— Ну, это же ты решил идти именно тут! А кстати, почему не там? Там и тропа есть! — Она указала на восток, вдоль изгиба хребта. — И склон более пологий…
— Ага, и из Дома все видно как на ладони, — сказал Халли. — Тут мы скоро скроемся из виду. Просто на случай, если кто-нибудь вдруг посмотрит наверх. Не то чтобы они часто глядят в эту сторону…
— Хочешь, я пока понесу твой мешок?
Халли негодующе поджал губы.
— Нет, спасибо!
— Только потому, что я девочка? Да брось ты! Хотя ладно, тащи его сам, поделом тебе. Сам виноват, что он такой тяжелый.
Он снова поправил мешок на плечах.
— Может, они нам еще понадобятся.
— Да не понадобятся! Мы же днем идем! Ладно, пошли. Где этот твой пролом в стене?
— Тут недалеко. Мы его увидим, когда поднимемся на этот бугор.
Прошлым летом, когда он жил на пастбище, земля была усеяна голубыми и желтыми цветами, в высокой траве гудели пчелы, и нетрудно было забыть о том, что граница совсем рядом — по крайней мере, днем. Но теперь, когда они перевалили через бровку холма, представшее перед ними зрелище было куда более мрачным. На пастбище местами все еще лежали потемневшие ноздреватые сугробы; пастушья хижина стояла на склоне сгорбившись, содрогаясь от ветра, точно бездомный бродяга. А за ней тянулась неровная, извилистая полоса — стена пастбища, которая соединяла между собой небольшие выступы скалы, торчащие из снега. А еще дальше и выше, загораживая собой грязно-белое небо, вздымалась линия курганов.
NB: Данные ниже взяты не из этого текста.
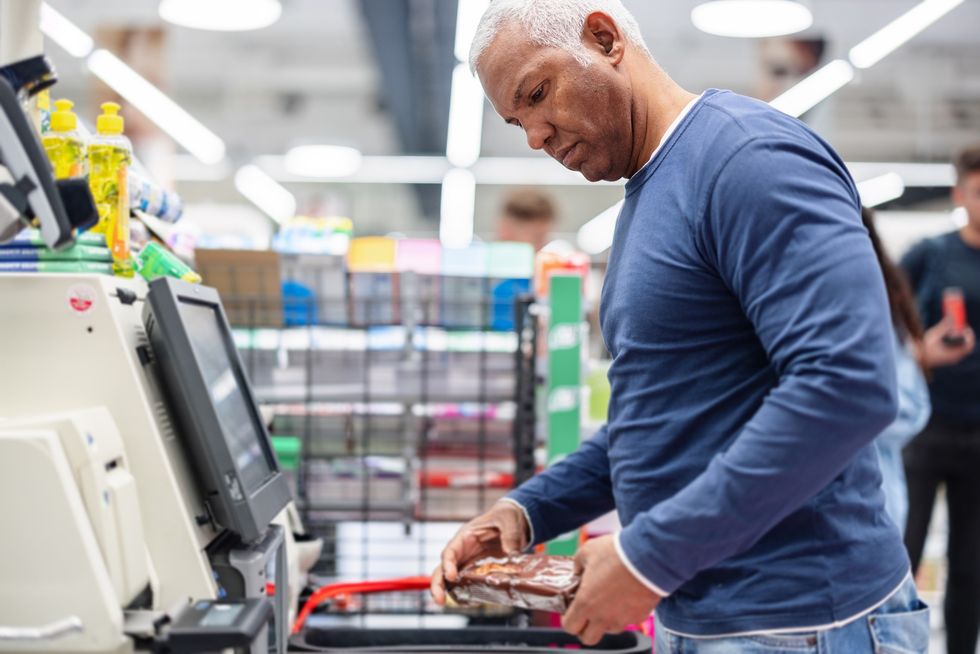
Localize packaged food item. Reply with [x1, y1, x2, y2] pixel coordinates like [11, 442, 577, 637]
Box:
[446, 554, 581, 613]
[136, 241, 201, 284]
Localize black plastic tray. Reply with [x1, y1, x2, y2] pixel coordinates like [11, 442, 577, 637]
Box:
[289, 627, 653, 654]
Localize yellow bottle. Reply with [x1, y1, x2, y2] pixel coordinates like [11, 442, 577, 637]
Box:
[41, 100, 85, 179]
[88, 102, 135, 277]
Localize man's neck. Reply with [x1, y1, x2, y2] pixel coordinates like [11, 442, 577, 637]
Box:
[960, 223, 980, 249]
[627, 62, 697, 177]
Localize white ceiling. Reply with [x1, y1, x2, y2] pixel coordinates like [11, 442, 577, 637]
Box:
[38, 0, 980, 233]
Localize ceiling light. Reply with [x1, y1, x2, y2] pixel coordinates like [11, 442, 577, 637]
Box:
[446, 64, 483, 168]
[87, 50, 225, 164]
[845, 161, 956, 187]
[575, 200, 623, 254]
[949, 207, 970, 229]
[235, 164, 296, 224]
[849, 0, 963, 68]
[284, 145, 361, 179]
[160, 0, 282, 32]
[857, 173, 905, 207]
[453, 0, 490, 62]
[769, 59, 854, 118]
[439, 168, 476, 248]
[41, 2, 95, 59]
[691, 0, 813, 38]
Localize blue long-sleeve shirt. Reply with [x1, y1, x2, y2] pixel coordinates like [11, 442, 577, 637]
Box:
[510, 90, 908, 635]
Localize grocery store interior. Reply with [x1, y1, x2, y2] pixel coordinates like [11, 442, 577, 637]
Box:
[0, 0, 980, 654]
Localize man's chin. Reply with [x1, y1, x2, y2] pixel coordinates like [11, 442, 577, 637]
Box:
[578, 168, 619, 182]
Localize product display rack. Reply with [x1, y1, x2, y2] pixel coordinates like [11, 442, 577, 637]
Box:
[212, 262, 538, 625]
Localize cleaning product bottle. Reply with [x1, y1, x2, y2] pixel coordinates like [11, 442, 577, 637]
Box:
[41, 99, 85, 179]
[88, 102, 134, 277]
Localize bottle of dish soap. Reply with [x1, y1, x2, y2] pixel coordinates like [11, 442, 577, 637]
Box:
[88, 102, 135, 277]
[41, 99, 85, 179]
Внезапно оказалось, что они совсем близко.
Халли с Ауд невольно замедлили шаг, хотя земля под ногами была почти ровная. Они шли, не глядя друг на друга.
Курганы были серые, поросшие пятнами мха, между камнями местами все еще лежал снег. Большинство из них стояли на большом расстоянии друг от друга, но некоторые сдвинулись совсем близко, как будто сговаривались о чем-то.
Халли с Ауд остановились. Ветер бил им в лицо. Кроме шума ветра, других звуков было не слышно.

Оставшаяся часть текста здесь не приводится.